Design: Prospective observational convenience sample.

Setting: PICU at a level I trauma center.

Patients: Children with complex mild traumatic brain injury (trauma, admission Glasgow Coma Scale score 13–15 with either abnormal head CT, or history of loss of consciousness).

Interventions: Cerebral autoregulation was tested using transcranial Doppler ultrasound between admission day 1 and 8.

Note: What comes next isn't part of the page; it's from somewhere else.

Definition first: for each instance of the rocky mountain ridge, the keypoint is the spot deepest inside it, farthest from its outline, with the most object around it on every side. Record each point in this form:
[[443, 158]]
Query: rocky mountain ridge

Measurements and Main Results: The primary outcome was prevalence of impaired cerebral autoregulation (autoregulation index < 0.4),determined using transcranial Doppler ultrasonography and tilt testing. Secondary outcomes examined factors associated with and evolution and extent of impairment. Cerebral autoregulation testing occurred in 31 children 10 years (SD, 5.2 yr), mostly male (59%) with isolated traumatic brain injury (91%), median admission Glasgow Coma Scale 15, Injury Severity Scores 14.2 (SD, 7.7), traumatic brain injury due to fall (50%), preadmission loss of consciousness (48%), and abnormal head CT scan (97%). Thirty-one children underwent 56 autoregulation tests. Impaired cerebral autoregulation occurred in 15 children (48.4%) who underwent 19 tests; 68% and 32% of tests demonstrated unilateral and bilateral impairment, respectively. Compared with children on median day 6 of admission after traumatic brain injury, impaired autoregulation was most common in the first 5 days after traumatic brain injury (day 1: relative risk, 3.7; 95% CI, 1.9–7.3 vs day 2: relative risk, 2.7; 95% CI, 1.1–6.5 vs day 5: relative risk, 1.33; 95% CI, 0.7–2.3). Children with impaired autoregulation were older (12.3 yr [SD, 1.3 yr] vs 8.7 yr [SD, 1.1 yr]; p = 0.04) and tended to have subdural hematoma (64% vs 44%), epidural hematoma (29% vs 17%), and subarachnoid hemorrhage (36% vs 28%). Eight children (53%) were discharged home with ongoing impaired cerebral autoregulation.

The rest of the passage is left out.